Quelle est la différence entre une proposition subordonnée relative et une conjonctive ?

Une proposition subordonnée relative est introduite par un pronom relatif (qui, que, dont, où…) et complète un nom (l'antécédent). Une proposition subordonnée conjonctive est introduite par une conjonction de subordination (que, quand, si…) et complète généralement le verbe de la principale.

Pourquoi faut-il accorder le verbe avec 'qui' dans une subordonnée relative ?

Le pronom relatif 'qui' est toujours sujet du verbe de la subordonnée. Il faut donc accorder le verbe avec l'antécédent de 'qui'. Par exemple, on dit 'les élèves qui travaillent' (accord avec 'élèves', pluriel) et non 'qui travaille'.

Quand utilise-t-on le subjonctif dans une proposition subordonnée conjonctive ?

On utilise le subjonctif après des verbes ou des locutions exprimant le souhait, le doute, la nécessité, le regret, l'interdiction, etc.
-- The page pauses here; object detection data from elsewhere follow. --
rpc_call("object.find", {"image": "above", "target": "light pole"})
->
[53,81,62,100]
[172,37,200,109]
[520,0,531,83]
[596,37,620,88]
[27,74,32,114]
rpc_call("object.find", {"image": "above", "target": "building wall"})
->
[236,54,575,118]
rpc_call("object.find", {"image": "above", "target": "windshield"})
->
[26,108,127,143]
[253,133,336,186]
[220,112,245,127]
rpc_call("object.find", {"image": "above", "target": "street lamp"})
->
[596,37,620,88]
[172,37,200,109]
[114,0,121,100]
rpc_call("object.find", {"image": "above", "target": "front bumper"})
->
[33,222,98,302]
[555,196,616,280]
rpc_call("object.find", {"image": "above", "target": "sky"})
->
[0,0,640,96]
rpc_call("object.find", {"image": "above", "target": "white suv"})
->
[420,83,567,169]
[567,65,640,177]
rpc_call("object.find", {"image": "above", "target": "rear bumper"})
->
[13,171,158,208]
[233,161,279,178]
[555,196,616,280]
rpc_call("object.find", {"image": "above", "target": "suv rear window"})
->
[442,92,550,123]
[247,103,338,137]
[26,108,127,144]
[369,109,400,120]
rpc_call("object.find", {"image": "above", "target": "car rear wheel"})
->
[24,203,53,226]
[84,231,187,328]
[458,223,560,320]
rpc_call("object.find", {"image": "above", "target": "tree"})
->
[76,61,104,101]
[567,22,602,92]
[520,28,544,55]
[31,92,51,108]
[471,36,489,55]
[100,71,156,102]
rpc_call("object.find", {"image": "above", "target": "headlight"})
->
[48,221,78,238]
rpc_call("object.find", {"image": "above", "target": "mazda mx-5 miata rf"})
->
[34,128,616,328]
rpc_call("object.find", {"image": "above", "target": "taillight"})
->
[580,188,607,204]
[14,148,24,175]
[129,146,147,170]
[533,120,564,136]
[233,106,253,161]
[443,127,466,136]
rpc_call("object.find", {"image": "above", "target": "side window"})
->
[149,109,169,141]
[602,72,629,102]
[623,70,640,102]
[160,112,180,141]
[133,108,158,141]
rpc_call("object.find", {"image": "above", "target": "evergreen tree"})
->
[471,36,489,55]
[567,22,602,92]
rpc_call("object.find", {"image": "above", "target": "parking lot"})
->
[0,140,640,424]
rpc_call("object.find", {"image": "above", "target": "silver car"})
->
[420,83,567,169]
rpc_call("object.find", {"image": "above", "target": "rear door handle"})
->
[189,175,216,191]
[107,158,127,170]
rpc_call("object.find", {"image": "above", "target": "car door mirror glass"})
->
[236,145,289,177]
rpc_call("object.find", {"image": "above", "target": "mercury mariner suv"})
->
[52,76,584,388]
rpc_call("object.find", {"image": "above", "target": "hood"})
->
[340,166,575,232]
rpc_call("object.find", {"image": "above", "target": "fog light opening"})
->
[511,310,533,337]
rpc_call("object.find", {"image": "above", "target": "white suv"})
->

Par exemple : 'vouloir que', 'il faut que', 'douter que', 'regretter que'.

Quelle est l'erreur la plus courante sur les propositions subordonnées ?

L'erreur la plus courante est de confondre la proposition subordonnée relative et la conjonctive, surtout quand le mot introducteur est 'que'. Il faut vérifier s'il y a un antécédent : si oui, c'est une relative ; sinon, c'est une conjonctive.

Comment ne plus faire d'erreurs sur les propositions subordonnées ?

Il faut s'entraîner régulièrement, identifier la nature et la fonction des subordonnées, vérifier le mode (indicatif ou subjonctif) et relire ses phrases à voix haute. Des exercices en ligne peuvent aider, comme ceux proposés sur AlloGrammaire.